A medida que progresamos en su lectura, ‘Chevreuse’ no deja de proponer preguntas que, en la mayor parte de los casos, suelen ser más relevantes que unas respuestas a las que no es sencillo acceder, por todo lo que supone seguir toda una serie de rastros, convocados desde la memoria, que han dejado los singulares personajes que se movían en el interior de aquella casa, desembocando todo ello no tanto en esas soluciones personales, sino en una suerte de retrato colectivo de la existencia humana, en la que incluso hay mucho de lo que supuso la incitación a la escritura del propio Patrick Modiano, de esa vocación de escritor que tuvo en la concesión del Premio Nobel de Literatura en 2014 su culminación.
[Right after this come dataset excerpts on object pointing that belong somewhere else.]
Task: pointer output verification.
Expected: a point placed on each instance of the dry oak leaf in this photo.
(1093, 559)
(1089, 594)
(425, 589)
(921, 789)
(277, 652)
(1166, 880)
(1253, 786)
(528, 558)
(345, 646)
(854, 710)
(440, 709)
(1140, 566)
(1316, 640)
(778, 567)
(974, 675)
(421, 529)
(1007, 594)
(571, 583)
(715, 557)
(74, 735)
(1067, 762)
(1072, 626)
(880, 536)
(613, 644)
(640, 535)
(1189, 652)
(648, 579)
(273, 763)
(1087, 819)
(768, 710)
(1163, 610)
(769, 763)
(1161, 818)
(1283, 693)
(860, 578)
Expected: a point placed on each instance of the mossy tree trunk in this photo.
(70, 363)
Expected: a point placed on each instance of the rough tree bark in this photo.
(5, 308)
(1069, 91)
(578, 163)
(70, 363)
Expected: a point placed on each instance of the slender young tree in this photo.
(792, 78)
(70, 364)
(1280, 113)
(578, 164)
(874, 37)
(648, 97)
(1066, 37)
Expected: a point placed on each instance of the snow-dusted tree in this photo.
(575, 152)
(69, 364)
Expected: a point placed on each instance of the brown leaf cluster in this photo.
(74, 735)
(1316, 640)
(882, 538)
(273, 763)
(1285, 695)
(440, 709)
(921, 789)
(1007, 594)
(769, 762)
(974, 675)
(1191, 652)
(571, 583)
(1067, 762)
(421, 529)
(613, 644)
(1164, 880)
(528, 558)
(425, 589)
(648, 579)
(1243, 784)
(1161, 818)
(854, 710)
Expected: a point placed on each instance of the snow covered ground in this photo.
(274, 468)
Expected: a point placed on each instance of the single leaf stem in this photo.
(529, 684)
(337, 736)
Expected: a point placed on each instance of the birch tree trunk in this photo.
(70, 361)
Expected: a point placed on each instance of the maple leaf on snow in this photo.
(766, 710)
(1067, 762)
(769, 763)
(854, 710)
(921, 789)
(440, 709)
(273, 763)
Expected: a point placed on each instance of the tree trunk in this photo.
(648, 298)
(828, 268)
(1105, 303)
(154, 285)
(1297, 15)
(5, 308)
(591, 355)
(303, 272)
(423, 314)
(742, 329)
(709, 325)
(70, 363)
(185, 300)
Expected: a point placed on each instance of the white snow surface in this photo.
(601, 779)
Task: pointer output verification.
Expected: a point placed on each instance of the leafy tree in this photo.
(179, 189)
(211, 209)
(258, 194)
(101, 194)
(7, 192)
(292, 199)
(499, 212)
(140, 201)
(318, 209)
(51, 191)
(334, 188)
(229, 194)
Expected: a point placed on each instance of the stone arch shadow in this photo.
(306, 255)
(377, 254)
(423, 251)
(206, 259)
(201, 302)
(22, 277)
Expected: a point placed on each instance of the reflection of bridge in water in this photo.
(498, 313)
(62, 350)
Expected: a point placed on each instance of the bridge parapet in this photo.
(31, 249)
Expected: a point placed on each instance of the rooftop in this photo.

Él se convirtió en el decimoquinto autor francés en lograrlo, el país que más veces lo ha conseguido, y en aquella ocasión una de las expresiones del jurado fue la que se refirió entre sus virtudes literarias al «arte de la memoria». Casi diez años después Patrick Modiano sigue escribiendo con la misma intensidad y genialidad, y lo hace todavía a través de esa memoria a la que nunca renunció para alentar su escritura, para enfrentarse a un pasado no percibido como un ajuste de cuentas con él, pero sí como algo necesario para situarse hoy en el mundo.
Un proustianismo literario que nos convoca ante una nueva narración, ante esa manera de escribir que te lleva de un lugar físico a uno interior, de una geografía, que en el caso de ‘Chevreuse’ alcanza una mayor dimensión al narrar diferentes recorridos en automóvil por paisajes naturales, los de ese valle, y urbanos, como ese barrio de Auteuil de calles por las que caminaron y pensaron Baudelaire y, por supuesto, Proust, pero que rematan siempre con la consolidación del recuerdo, el asidero para alcanzar un deseo, que no es otro que lograr entender lo que sucedió. Quizás ese secreto que se busca desvelar, ese tesoro material, no sea más que la recuperación de lo vivido, una danza fantasmal a la que poner orden cada vez de una manera más firme al ver cómo los años conducen hacia su inexorable final, cuando se tiñe de recuerdos, de impresiones cada vez más difuminadas y de miradas inolvidables. «Le sonreía, y su sonrisa, ese reloj y ese timbre le hicieron pensar en un recuerdo de la infancia».